= Willard Cutting Flagg =

American politician

Willard Cutting Flagg (16 September 1829 – 30 March 1878) was an American politician.

Flagg, the only son of Gershom and Jane (Paddock) Flagg, was born in Moro, Madison County, Illinois, September 16, 1829.

He graduated from Yale College in 1854. After leaving college he returned home, and owing to the failing health of his father took charge of his extensive farm. He was married, February 13, 1856, to Sarah of St. Louis, Mo., daughter of James and Betsey (Brown) Smith Proctorsville, Vt., and continued to reside on his farm near Moro until his death. He took an active part in local politics in the campaigns of 1856 and 1860, and in 1862 was appointed collector of internal revenue for the 12th district of Illinois, retaining the office until elected to the Illinois State Senate, a position which he held for four years from 1869.

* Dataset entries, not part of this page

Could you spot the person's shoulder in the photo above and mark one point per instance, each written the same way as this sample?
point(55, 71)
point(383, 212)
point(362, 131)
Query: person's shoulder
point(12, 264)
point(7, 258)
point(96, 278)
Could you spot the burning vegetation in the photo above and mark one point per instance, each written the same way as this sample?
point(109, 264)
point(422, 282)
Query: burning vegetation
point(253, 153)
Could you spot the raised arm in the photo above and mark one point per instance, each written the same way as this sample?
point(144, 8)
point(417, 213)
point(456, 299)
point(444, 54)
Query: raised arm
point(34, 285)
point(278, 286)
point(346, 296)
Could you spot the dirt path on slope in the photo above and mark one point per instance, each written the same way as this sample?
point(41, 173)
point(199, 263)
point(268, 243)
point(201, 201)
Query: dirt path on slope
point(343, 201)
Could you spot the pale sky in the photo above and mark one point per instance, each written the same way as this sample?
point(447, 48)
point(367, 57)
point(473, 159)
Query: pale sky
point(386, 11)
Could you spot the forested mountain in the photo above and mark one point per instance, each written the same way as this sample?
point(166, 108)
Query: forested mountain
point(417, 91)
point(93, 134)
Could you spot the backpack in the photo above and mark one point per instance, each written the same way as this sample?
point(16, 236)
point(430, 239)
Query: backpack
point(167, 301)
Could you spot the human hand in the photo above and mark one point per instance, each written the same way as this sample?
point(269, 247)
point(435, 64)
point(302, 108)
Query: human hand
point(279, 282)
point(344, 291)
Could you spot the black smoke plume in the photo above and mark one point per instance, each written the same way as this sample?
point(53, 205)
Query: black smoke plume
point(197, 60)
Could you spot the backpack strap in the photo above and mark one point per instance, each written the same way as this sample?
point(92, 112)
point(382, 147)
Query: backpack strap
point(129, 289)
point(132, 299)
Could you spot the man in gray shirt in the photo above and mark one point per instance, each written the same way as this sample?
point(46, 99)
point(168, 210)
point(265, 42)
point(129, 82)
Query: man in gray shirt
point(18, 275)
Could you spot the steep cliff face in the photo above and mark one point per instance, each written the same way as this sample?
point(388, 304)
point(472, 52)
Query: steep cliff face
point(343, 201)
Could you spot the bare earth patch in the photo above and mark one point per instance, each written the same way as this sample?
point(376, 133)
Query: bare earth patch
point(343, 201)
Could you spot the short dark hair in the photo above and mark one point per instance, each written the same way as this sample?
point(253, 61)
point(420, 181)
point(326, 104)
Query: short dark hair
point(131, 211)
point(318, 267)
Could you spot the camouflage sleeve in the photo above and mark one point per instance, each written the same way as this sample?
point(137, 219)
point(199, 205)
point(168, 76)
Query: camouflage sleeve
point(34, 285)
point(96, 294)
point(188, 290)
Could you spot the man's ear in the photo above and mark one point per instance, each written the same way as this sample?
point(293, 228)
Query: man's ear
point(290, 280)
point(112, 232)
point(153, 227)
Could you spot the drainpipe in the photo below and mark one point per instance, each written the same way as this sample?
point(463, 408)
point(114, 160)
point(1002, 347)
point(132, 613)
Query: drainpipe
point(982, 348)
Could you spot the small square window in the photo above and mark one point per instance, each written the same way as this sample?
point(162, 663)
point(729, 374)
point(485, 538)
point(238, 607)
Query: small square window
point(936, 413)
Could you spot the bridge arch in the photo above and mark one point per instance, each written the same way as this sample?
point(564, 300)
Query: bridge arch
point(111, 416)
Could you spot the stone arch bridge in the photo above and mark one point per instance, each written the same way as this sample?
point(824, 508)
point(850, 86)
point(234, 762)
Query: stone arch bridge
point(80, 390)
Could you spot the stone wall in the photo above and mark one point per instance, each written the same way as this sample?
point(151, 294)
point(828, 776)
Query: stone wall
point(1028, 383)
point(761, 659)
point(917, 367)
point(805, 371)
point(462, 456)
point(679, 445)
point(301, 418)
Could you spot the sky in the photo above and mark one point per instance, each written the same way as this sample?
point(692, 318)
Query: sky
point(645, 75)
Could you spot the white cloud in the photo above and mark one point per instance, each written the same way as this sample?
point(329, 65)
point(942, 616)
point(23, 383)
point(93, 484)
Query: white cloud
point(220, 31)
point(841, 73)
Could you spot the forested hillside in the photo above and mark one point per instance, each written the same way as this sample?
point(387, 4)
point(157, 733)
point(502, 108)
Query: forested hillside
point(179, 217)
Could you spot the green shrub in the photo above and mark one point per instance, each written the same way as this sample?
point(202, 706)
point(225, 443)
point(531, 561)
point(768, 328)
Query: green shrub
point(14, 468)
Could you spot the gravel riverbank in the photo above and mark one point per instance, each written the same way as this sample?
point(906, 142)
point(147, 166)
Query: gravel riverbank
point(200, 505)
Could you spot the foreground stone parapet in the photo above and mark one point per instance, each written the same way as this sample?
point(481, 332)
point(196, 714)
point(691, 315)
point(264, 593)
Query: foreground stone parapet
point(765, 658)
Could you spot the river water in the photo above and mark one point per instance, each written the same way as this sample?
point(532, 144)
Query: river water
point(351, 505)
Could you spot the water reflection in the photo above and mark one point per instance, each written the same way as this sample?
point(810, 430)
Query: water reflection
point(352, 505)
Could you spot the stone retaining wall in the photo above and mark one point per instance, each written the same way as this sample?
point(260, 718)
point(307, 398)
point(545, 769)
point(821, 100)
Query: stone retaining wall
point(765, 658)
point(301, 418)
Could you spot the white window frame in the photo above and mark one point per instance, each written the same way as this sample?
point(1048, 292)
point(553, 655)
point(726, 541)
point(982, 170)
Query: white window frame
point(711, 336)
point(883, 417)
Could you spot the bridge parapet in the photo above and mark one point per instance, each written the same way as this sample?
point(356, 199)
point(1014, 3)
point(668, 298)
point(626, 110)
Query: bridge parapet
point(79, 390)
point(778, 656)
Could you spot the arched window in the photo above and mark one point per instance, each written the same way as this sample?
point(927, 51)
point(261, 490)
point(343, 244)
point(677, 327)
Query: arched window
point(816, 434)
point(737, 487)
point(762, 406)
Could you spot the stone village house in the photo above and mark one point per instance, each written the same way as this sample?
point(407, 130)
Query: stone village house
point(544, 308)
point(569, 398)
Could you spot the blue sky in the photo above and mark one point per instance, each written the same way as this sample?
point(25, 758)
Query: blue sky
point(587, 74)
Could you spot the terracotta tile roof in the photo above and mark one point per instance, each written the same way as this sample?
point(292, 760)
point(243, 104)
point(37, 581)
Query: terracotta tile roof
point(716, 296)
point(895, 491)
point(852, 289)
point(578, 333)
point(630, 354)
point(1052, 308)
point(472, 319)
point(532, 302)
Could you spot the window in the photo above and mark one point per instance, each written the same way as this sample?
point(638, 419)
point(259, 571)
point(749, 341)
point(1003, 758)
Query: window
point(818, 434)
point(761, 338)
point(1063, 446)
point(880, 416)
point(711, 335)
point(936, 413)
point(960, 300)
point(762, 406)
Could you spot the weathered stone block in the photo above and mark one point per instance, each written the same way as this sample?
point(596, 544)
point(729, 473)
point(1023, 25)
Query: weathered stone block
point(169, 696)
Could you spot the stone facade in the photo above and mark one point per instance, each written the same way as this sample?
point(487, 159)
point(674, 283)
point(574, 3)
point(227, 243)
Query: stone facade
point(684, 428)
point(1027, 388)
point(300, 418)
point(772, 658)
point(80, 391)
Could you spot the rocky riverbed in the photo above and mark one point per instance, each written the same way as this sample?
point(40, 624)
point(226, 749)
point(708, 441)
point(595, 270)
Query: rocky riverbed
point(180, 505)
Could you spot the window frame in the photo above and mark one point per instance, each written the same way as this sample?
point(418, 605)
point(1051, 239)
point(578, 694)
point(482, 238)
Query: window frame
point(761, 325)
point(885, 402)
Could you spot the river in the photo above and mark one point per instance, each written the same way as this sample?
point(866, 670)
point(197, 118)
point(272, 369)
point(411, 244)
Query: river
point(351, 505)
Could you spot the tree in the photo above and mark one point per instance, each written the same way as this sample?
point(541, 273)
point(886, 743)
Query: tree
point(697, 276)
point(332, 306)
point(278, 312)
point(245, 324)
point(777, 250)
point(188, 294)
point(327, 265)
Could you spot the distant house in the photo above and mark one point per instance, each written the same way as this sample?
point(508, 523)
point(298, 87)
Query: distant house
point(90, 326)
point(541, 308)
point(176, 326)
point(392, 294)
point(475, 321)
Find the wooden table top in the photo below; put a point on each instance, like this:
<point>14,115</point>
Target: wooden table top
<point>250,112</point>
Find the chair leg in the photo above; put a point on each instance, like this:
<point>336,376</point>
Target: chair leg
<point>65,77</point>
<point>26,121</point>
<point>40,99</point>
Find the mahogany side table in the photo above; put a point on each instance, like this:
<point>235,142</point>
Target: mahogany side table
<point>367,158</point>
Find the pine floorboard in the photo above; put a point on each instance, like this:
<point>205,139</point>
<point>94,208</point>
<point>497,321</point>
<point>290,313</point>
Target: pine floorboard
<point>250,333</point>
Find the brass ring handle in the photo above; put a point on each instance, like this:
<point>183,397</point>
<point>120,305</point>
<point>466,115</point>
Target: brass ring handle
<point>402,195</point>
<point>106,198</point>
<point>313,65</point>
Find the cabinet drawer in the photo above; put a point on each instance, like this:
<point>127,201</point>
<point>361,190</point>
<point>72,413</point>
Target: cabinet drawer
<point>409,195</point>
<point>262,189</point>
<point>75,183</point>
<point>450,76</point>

He was greatly interested in the promotion of scientific agriculture and horticulture, and held a leading position in connection with many organizations for this object. He was also a frequent and successful writer on political and agricultural topics. He was one of the originators of the farmers' movement in the West, and was elected in 1873 the first president of the Illinois State Farmers' Association. He was one of the earliest promoters and trustees of the Illinois Industrial University. He died in Moro, March 30, 1878, of influenza, having been in feeble health through the previous winter.

His wife with three of their six children survived him. His son Norman G. Flagg also served in the Illinois General Assembly.